Your best bet is to contact your lender, and see what they are willing to do for you. You can probably refinance into a better loan without all the charges you would pay to a broker. That would be my recommendation of your first step. The brokers sold you on the peace of mind of a fixed payment, but my guess is that you can do better on your loan. Your ARM is probably above market rates right now, so you should be able to reduce your payment by getting a fixed rate; not pay an increase. Also, if you are increasing your payment by $50 for a 30-year loan, you are getting hosed. You have 25 years left on your current mortgage. I don't know your balance or your payment, but let's say it is $1,000 now, and will be $1,050 after you refinance: 360 x $50 = 18,000 (Your $50 increase) 60 x $1,000 = 60,000 (Your extra five years of payments) Your fixed rate, under this scenario, is costing you $78,000 over the life of your loan? Is your "peace of mind" worth that much? Call your existing lender and/or keep shopping. Good luck to you!
Hindsight being 20/20, you should have refinanced when 30 year fixed rates were down around the interest rate you have now. But moving forward.... I'd suggest refinancing now. Mortgage rates are up and down lately, but the trend is up. With so much economic uncertainly being shoveled up by the media, this trend will probably continue. Lock in the best rate and terms you can find.
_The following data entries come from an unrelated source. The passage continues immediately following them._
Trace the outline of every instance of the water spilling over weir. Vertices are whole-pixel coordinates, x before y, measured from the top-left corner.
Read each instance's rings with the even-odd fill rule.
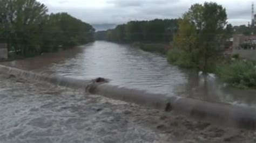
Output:
[[[250,129],[256,128],[256,109],[221,103],[212,103],[188,98],[150,94],[107,84],[102,78],[82,80],[62,76],[40,75],[15,68],[0,66],[0,72],[14,76],[48,82],[80,89],[115,99],[134,103],[166,112],[174,111],[200,119]]]

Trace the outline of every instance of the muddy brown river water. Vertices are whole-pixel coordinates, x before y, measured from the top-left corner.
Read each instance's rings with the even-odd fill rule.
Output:
[[[91,79],[103,77],[111,84],[148,92],[213,102],[256,107],[256,90],[225,86],[212,74],[170,65],[159,55],[128,45],[104,41],[71,50],[2,64],[38,73]]]

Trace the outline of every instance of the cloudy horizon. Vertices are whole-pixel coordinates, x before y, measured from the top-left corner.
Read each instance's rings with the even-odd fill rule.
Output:
[[[66,12],[95,25],[96,29],[112,28],[134,20],[172,19],[182,16],[190,6],[205,1],[215,2],[226,8],[228,22],[233,25],[251,21],[252,1],[201,0],[39,0],[49,12]],[[256,2],[256,1],[255,1]],[[105,25],[105,28],[104,28]],[[102,26],[102,27],[101,27]],[[105,28],[105,29],[104,29]]]

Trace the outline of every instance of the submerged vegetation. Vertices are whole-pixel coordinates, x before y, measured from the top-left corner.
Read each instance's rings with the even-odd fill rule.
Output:
[[[237,60],[219,65],[217,74],[227,84],[238,88],[256,88],[256,62]]]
Hello Asker, This is a great question that alot of people across the country are thinking about right now. Many people do not realize but the vast majority of foreclosures across america are due to ARM expiring and payments soaring to unaffordable levels. The sad thing is that over the next 2 will years, over 4 trillion dollars in ARM's are set to adjust that were originated within the last 5 years. That doubles the numbers that we have seen lead us to the mortgage crisis we are in today. Not that you will have this problem, but if you wait it will become your problem. Heres the thing, since the mortgage crisis began in late 2006 (when banks started collapsing due to excessive defaults) mortgage lenders across the board started tightening guidelines, and rates began to rise. That is until just recently when the FED decided to try to pre-emptively put liquidity back into the market to help soften the blow this upcoming wave of ARM Mortgages are going to cause. So in other words, because the forecast ahead unfortunately looks much worse then we have seen thus far. The worse it gets, the harder it will be to refinance your mortgage. The recent decrease in interest rates it a plan put into place by the Federal Reserve to help homeowners with equity and average or better credit to lock into better rates. This plan hopes to help banks in need of creditworthy borrowers that for the past 4-5 years have had no need to refinance due to the higher interest rates. Now that rates are at historic lows, refinancing is finally becoming attractive to homeowners in good standing again. So, to finally answer your question :) YES it is the right time for you to refinance into a fixed rate. Rates will not be lowering any more then what they are now, because the Federal Reserve simply cannot bail out the banks anymore then they have. They have pumped billions of dollars back into the market, and this is their last shot to prepare for the next couple of years of crisis. I have been advising all of my clients, and in fact calling past clients to make them aware of this same message. I work with a nationwide wholesale lender, based in Chicago IL. Ive helped numerous people from Yahoo Answers both refinance and purchase a home. I welcome you to visit my profle, see some of my "best answers", most of which are now clients and friends. Feel free to email or call me with any additional questions. I wish you the best of luck! Jason Fry Licensed Mortgage Consultant
I would do it now because rates could be much higher when the arm adjusts and that could put you into a situation that will cause a financial burden. Take advantage of the low rates. I have a friend you should contact, if you show him the GFE I’m sure he will use his pull to beat whatever you have Mike@afbankloans.com Good Luck!!
if you plan to stay in this house for more then 3 years- i will refinance for fixed rate, if not- live your mortgage alone. if you can afford to pay higher payment- consider 20 years mortgage- it will make a difference with paying down your principal compared to 30 years mortgages.